Ultimately, John acknowledged that “maybe there are ways that [Google] can give you more information on what we think is happening” but I felt like I could have done a better job on pushing for the need for this kind of data on competitive activity, and on the market as a whole (especially when there is a Google update). It’s perhaps unsurprising that I couldn’t dig deeper than the official line here, nor could I have expected to get a new product update about a whole new kind of competitive insight data, but I remain a bit unsatisfied with Google’s perspective. I feel like tools that aggregate the shifts in the SERPs when Google changes their algorithm and tools that let us understand the SERPs where our sites are appearing are both valuable and Google is fixated on the ToS without acknowledging the ways this data is needed.
Are there really strong advocates for publishers inside Google?

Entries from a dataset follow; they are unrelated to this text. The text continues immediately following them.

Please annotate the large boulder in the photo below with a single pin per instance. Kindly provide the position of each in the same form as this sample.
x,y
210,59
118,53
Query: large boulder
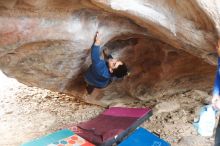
x,y
168,45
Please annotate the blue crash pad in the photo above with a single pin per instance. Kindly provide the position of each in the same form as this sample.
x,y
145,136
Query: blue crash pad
x,y
142,137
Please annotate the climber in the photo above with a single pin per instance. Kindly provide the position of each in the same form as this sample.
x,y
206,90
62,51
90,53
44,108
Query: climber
x,y
216,95
102,71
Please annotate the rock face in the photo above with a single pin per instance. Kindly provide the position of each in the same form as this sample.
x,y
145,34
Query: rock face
x,y
169,45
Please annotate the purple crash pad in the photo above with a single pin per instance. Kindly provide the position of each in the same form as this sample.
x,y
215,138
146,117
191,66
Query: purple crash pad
x,y
112,125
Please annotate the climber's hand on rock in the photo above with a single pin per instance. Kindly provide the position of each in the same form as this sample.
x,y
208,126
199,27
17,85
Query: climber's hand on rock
x,y
97,39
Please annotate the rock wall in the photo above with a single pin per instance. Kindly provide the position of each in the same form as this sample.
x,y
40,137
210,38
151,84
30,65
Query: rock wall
x,y
169,45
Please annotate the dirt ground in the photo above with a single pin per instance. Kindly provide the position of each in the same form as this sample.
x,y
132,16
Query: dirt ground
x,y
29,112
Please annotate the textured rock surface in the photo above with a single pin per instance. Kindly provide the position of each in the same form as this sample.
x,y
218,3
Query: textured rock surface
x,y
167,44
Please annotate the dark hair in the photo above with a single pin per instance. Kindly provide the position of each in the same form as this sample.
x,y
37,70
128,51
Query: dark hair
x,y
120,71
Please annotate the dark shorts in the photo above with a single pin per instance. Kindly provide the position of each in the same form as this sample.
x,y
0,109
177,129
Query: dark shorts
x,y
95,85
217,135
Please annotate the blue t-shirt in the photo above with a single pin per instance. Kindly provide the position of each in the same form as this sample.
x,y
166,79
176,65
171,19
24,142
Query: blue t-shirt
x,y
98,74
216,89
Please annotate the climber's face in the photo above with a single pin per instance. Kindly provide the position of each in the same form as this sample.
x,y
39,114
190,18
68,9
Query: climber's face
x,y
113,64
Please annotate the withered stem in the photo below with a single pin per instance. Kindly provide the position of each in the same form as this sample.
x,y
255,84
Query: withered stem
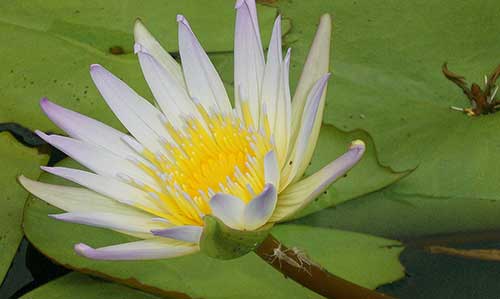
x,y
313,276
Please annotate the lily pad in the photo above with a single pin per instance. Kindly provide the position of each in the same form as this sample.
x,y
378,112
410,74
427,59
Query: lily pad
x,y
392,215
75,285
17,159
198,275
387,81
109,24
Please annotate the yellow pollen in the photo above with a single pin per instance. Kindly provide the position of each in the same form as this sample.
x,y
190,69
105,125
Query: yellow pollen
x,y
216,153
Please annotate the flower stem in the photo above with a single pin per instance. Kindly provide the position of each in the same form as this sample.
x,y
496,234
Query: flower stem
x,y
310,274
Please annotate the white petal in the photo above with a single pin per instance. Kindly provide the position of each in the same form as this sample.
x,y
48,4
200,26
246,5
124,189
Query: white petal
x,y
317,64
156,248
73,199
113,220
172,98
148,42
272,71
248,57
140,118
202,79
186,233
96,158
106,186
229,209
86,129
271,168
282,124
299,159
259,209
299,194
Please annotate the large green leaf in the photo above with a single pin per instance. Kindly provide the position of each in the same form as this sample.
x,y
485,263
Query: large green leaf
x,y
105,24
52,44
75,285
16,160
387,80
366,260
394,215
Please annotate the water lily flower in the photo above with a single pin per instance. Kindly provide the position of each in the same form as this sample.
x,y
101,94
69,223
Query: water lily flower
x,y
194,154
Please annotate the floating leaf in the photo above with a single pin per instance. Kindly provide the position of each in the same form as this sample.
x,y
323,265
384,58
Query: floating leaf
x,y
75,285
17,159
393,215
387,80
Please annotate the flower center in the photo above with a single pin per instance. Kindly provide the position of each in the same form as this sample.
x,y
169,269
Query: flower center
x,y
212,153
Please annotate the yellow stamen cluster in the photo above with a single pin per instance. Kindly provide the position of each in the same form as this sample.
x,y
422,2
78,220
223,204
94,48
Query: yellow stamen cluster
x,y
212,153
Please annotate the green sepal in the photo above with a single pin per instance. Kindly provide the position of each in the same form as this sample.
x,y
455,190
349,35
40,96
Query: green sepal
x,y
222,242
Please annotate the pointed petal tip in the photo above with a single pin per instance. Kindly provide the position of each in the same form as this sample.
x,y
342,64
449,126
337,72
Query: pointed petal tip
x,y
95,67
357,144
42,135
240,3
23,181
138,48
138,22
326,18
181,19
83,250
44,101
57,216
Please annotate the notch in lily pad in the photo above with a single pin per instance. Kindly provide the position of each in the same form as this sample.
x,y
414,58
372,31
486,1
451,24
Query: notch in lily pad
x,y
483,101
222,242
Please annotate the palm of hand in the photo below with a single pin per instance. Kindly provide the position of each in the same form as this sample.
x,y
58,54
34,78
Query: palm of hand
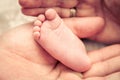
x,y
26,60
89,8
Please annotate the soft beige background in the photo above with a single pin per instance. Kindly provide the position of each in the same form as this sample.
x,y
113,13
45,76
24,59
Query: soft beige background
x,y
11,16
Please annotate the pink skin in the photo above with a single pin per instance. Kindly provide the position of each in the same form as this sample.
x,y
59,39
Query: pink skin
x,y
109,11
56,38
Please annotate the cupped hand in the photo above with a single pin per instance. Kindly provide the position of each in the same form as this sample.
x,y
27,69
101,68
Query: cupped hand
x,y
106,64
108,10
21,58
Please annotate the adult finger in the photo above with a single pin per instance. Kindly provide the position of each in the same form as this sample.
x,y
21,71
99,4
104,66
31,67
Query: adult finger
x,y
114,76
85,27
48,3
63,12
105,61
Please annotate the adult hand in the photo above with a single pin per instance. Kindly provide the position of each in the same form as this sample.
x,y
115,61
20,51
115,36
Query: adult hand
x,y
106,64
21,58
108,10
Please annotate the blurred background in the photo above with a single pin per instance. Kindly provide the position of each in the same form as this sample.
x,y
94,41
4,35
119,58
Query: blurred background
x,y
11,16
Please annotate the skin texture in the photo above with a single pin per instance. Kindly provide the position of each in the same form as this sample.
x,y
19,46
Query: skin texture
x,y
24,59
108,10
60,42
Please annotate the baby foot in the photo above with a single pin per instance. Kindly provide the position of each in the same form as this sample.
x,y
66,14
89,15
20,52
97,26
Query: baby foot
x,y
59,41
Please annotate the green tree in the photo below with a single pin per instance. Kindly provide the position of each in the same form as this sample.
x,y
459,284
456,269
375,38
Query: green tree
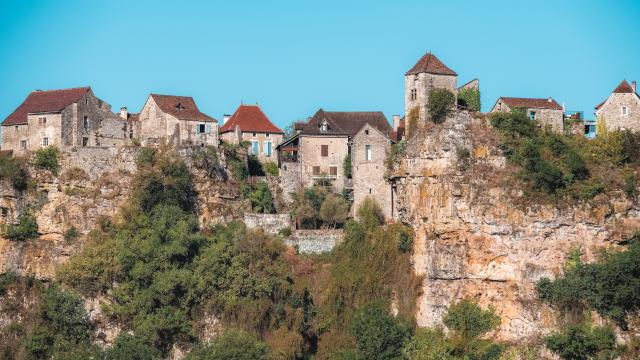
x,y
378,334
232,345
441,102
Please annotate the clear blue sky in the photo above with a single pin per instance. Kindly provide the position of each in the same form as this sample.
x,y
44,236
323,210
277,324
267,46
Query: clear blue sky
x,y
293,57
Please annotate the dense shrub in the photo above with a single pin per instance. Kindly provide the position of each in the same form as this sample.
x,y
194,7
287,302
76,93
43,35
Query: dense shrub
x,y
378,334
440,104
271,168
611,285
12,168
469,98
583,342
48,158
232,345
26,229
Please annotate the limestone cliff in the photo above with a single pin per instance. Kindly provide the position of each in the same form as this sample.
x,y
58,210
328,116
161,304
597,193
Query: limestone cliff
x,y
478,236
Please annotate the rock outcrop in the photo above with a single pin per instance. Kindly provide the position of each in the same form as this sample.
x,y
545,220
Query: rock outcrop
x,y
478,236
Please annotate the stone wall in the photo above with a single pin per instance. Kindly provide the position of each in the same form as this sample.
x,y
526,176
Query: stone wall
x,y
315,241
611,112
369,178
424,83
310,155
270,223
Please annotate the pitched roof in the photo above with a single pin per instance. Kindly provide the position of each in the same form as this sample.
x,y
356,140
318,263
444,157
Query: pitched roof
x,y
250,118
345,123
45,101
181,107
429,63
532,103
622,88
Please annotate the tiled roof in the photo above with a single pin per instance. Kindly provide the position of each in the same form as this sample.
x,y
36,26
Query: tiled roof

John acknowledged being the voice of the webmaster in many conversations about search quality inside Google, but he also claimed that the engineering teams understand and care about publishers too:
the engineering teams, [are] not blindly focused on just Google users who are doing searches. They understand that there’s always this interaction with the community. People are making content, putting it online with the hope that Google sees it as relevant and sends people there. This kind of cycle needs to be in place and you can’t just say “we’re improving search results here and we don’t really care about the people who are creating the content”. That doesn’t work. That’s something that the engineering teams really care about.
I would have liked to have pushed a little harder on the changing “deal” for webmasters as I do think that some of the innovations that result in fewer clicks through to websites are fundamentally changing that. In the early days, there was an implicit deal that Google could copy and cache webmasters’ copyrighted content in return for driving traffic to them, and that this was a socially good deal. It even got tested in court [Wikipedia is the best link I’ve found for that].

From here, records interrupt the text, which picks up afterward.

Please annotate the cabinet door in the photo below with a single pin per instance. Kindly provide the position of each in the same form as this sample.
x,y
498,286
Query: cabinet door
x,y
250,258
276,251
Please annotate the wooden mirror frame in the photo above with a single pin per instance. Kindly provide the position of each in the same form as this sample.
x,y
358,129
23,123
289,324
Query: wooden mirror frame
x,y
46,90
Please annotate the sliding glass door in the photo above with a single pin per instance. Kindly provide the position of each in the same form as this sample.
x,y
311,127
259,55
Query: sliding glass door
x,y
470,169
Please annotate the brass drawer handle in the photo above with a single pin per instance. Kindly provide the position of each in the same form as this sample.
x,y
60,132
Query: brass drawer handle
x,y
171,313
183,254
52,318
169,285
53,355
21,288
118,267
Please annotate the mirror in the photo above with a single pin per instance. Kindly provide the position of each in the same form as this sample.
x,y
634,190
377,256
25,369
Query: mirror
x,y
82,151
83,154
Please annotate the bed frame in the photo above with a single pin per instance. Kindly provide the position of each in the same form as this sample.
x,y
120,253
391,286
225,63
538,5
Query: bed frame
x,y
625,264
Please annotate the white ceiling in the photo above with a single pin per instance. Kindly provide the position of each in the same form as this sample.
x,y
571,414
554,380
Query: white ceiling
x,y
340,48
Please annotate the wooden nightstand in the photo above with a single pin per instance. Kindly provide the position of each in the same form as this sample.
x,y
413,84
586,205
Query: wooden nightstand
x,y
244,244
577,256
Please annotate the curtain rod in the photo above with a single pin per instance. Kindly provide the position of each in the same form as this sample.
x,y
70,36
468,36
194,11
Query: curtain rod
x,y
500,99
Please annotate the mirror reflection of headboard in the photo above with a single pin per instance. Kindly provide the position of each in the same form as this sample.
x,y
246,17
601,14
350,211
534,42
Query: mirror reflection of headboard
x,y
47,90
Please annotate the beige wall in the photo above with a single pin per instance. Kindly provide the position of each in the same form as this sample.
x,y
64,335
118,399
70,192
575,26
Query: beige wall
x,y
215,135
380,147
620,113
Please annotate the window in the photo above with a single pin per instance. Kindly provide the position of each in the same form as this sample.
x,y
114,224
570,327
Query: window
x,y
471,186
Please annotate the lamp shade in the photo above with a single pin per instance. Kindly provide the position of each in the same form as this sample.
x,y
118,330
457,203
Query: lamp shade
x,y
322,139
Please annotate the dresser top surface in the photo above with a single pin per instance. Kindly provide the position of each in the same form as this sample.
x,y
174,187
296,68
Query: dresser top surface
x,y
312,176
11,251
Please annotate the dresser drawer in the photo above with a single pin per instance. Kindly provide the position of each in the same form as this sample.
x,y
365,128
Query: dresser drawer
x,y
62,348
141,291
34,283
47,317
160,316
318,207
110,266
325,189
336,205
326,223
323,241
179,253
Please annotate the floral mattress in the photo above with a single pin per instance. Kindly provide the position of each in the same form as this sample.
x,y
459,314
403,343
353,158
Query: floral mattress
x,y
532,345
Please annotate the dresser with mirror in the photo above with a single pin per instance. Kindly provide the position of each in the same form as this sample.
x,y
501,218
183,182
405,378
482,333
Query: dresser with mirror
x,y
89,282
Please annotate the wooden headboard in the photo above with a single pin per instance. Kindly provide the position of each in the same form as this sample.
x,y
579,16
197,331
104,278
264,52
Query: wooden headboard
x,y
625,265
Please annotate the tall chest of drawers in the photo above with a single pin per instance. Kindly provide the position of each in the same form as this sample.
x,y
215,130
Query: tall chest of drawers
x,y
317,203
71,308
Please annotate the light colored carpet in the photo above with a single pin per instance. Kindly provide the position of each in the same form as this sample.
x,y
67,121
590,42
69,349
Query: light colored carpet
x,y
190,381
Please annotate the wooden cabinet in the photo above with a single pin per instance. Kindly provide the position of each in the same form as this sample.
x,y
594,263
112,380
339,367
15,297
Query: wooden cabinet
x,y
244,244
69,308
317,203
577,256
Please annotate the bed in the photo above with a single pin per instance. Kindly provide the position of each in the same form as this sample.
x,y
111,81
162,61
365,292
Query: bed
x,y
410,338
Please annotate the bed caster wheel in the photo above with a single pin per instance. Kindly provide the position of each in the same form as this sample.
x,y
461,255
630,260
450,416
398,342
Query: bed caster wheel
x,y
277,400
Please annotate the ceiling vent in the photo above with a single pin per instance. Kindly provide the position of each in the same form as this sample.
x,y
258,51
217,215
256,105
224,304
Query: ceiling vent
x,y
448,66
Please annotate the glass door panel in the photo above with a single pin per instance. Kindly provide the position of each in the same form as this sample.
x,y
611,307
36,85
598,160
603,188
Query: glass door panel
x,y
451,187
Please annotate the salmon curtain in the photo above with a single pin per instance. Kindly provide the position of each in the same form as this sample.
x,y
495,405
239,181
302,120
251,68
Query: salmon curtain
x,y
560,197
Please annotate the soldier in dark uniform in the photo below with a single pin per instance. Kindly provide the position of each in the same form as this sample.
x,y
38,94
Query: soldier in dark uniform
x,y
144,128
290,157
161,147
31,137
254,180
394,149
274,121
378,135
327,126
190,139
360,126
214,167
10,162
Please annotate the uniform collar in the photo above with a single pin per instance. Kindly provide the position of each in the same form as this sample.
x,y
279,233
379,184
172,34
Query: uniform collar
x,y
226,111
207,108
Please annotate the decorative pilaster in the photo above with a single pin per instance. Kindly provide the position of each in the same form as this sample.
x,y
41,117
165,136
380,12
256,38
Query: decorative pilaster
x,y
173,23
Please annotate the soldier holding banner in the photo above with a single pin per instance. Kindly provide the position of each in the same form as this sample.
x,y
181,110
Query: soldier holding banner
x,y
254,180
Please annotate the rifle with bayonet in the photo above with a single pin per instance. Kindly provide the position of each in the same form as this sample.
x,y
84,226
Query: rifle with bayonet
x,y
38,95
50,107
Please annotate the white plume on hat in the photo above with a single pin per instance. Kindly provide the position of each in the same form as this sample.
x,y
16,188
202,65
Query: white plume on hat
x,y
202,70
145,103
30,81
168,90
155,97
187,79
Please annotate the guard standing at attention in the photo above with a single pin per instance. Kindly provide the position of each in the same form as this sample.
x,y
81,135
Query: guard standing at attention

When the copying extends so far as to remove the need for the searcher to click through, that deal is changed. John managed to answer this cleverly by talking about buying direct from the SERPs:
We try to think through from the searcher side what the ultimate goal is. If you’re an ecommerce site and someone could, for example, buy something directly from the search results, they’re buying from your site. You don’t need that click actually on your pages for them to actually convert. It’s something where when we think that products are relevant to show in the search results and maybe we have a way of making it more such that people can make an informed choice on which one they would click on, then I think that’s an overall win also for the whole ecosystem.
I should have pushed harder on the publisher examples – I’m reminded of this fantastic tweet from 2014. At least I know I still have plenty more to do.
Thank you to Mark Hakansson for the photos [close-up and crowd shot].
So. Thank you John for coming to SearchLove, and for being as open with us as you were, and thank you to everyone behind the scenes who made all this possible.